Vor der zweiten Tarifrunde im öffentlichen Dienst lassen die Gewerkschaften ihre Muskeln spielen: Am Montag legten Angestellte des öffentlichen Dienstes in vielen Städten ihre Arbeit nieder. Vor allem in Niedersachsen, Baden-Württemberg, Sachsen-Anhalt, Sachsen und Berlin blieben Kitas und öffentliche Verwaltungen geschlossen, Krankenhäuser wurden bestreikt. Die Gewerkschaften bezeichneten die Aktionen als Achtungszeichen. Für Dienstag sind Warnstreiks in den großen Bundesländern Nordrhein-Westfalen, Bayern und Hessen geplant.

Am vergangenen Donnerstag war der Auftakt der Tarifverhandlungen für die 2,1 Millionen Angestellten von Bund und Kommunen ergebnislos zu Ende gegangen. Die Gewerkschaften fordern eine Anhebung der Gehälter um 100 Euro sowie einen zusätzlichen Lohnzuwachs von 3,5 Prozent. Die Arbeitgeber lehnten dies ab, ohne bisher ein eigenes Angebot vorzulegen. Die nächsten Gespräche sind für kommenden Donnerstag und Freitag anberaumt. Die dritte Verhandlungsrunde soll ab dem 31. März stattfinden. Erste Warnstreiks hatte es bereits am Freitag in Niedersachsen gegeben.

Streiks in den Bundesländern

Am Montag ruhte in Braunschweig nach Angaben eines Gewerkschaftssprechers seit dem frühen Morgen der Nahverkehr. In Berlin gab es einen ganztägigen Warnstreik in sechs Vivantes-Kliniken. In Sachsen-Anhalt legten knapp 600 Beschäftigte für mehrere Stunden die Arbeit nieder. Bei einem Warnstreik unterstrichen Mitarbeiter der Stadtverwaltungen Halle, Magdeburg, Köthen sowie des Klinikums Dessau-Roßlau ihre Forderungen. In Konstanz gab es unter anderem einen ganztägigen Ausstand in der Stadtverwaltung, auch in einigen thüringischen Städten traten die Mitarbeiter der Verwaltungen in den Ausstand.

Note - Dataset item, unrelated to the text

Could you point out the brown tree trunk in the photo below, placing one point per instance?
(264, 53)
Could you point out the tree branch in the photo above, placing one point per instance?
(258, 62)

Für Dienstag sind unter anderem Aktionen in Bayern, Hessen und Brandenburg geplant. In NRW sollen Busse und Bahnen in den Depots bleiben. Der öffentliche Nahverkehr in den Ballungsräumen an Rhein und Ruhr werde in weiten Teilen ganztägig zum Erliegen kommen oder stark eingeschränkt sein. Auch kommunale Kitas blieben vielerorts geschlossen, hieß es. Auch sollten Mitarbeiter von Müllabfuhr, Jobcentern sowie das Personal in zahlreichen Kliniken die Arbeit niederlegen. Insgesamt sind in dem bevölkerungsreichsten Bundesland mehr als 45 000 Beschäftigte des öffentlichen Dienstes zu Warnstreiks aufgerufen. „Auf zarte Hinweise reagiert die Arbeitgeberseite heutzutage leider gar nicht mehr, deshalb müssen wir gleich deutlich werden“, sagte der Sprecher von Verdi-NRW Günter Isemeyer.